Anthropic's Interpretability Tools Can Now Peer Inside Google's Gemma 3

Anthropic
Image: Anthropic

What's actually happening inside a language model when it picks its next word? For most of the industry's history, the honest answer has been that nobody really knows - not even the teams who built the model. Anthropic's interpretability researchers just made that question a bit more answerable, and they did it by applying their tools to Google's Gemma 3, a model Anthropic didn't build.

The technique at the center of the research is called Natural Language Attribution, or NLA. Here's the problem it solves: when a large language model generates text, it runs your prompt through billions of mathematical operations organized around learned "features" - internal patterns that activate when the model encounters certain inputs. A feature might represent a concept like "financial risk," a grammatical pattern like "negation," or something harder to categorize. Normally, you see the output word but have no visibility into which features fired or how much each one shaped that specific choice.

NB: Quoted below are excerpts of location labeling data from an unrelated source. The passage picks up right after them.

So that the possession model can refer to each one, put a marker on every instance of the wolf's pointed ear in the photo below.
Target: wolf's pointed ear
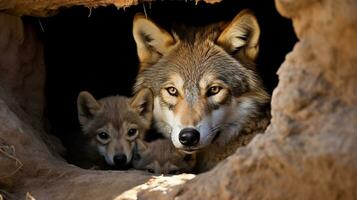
(241, 37)
(151, 40)
(143, 103)
(87, 107)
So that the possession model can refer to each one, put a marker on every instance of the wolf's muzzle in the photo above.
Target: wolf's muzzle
(189, 137)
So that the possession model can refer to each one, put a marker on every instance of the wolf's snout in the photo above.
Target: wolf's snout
(120, 160)
(189, 137)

NLA traces that path. For each token (a word or word fragment) a model generates, it identifies which internal features contributed most and expresses those contributions in human-readable language rather than raw activation numbers. The shift from "feature 4,271 had activation 0.87" to something meaningful - the model strongly weighted a concept related to legal liability, for instance - is what makes the approach practically useful for diagnosing why a model behaves the way it does.

Why Testing on Gemma 3 Is Significant

Anthropic's interpretability work has historically focused on its own models, particularly Claude. Applying NLA to Gemma 3, Google's open-source model, extends the research in a useful direction. Because Gemma 3's weights are publicly available - anyone can download and run the full model - independent researchers can verify, reproduce, or build on these findings in ways that aren't possible with closed commercial models accessible only through an API.

There's also a practical reason Gemma 3 is a good test case: it's competitive. The model performs well on many benchmarks relative to models significantly larger in parameter count, so findings here apply to a capable, real-world system.

What This Means for Developers

For developers building on open-source models, better interpretability tools mean a cleaner path to diagnosing specific failures. When a model consistently hallucinates in a certain domain or produces wrong outputs on a particular reasoning pattern, NLA gives a way to identify which internal features are driving that behavior - rather than guessing at causes from the output symptoms alone.

For the field, the more consequential implication is that interpretability research is becoming less lab-specific. When techniques developed at one lab can be meaningfully applied to models from another, findings generalize instead of remaining siloed. Testing across model families rather than within a single organization's models is how the field actually makes progress.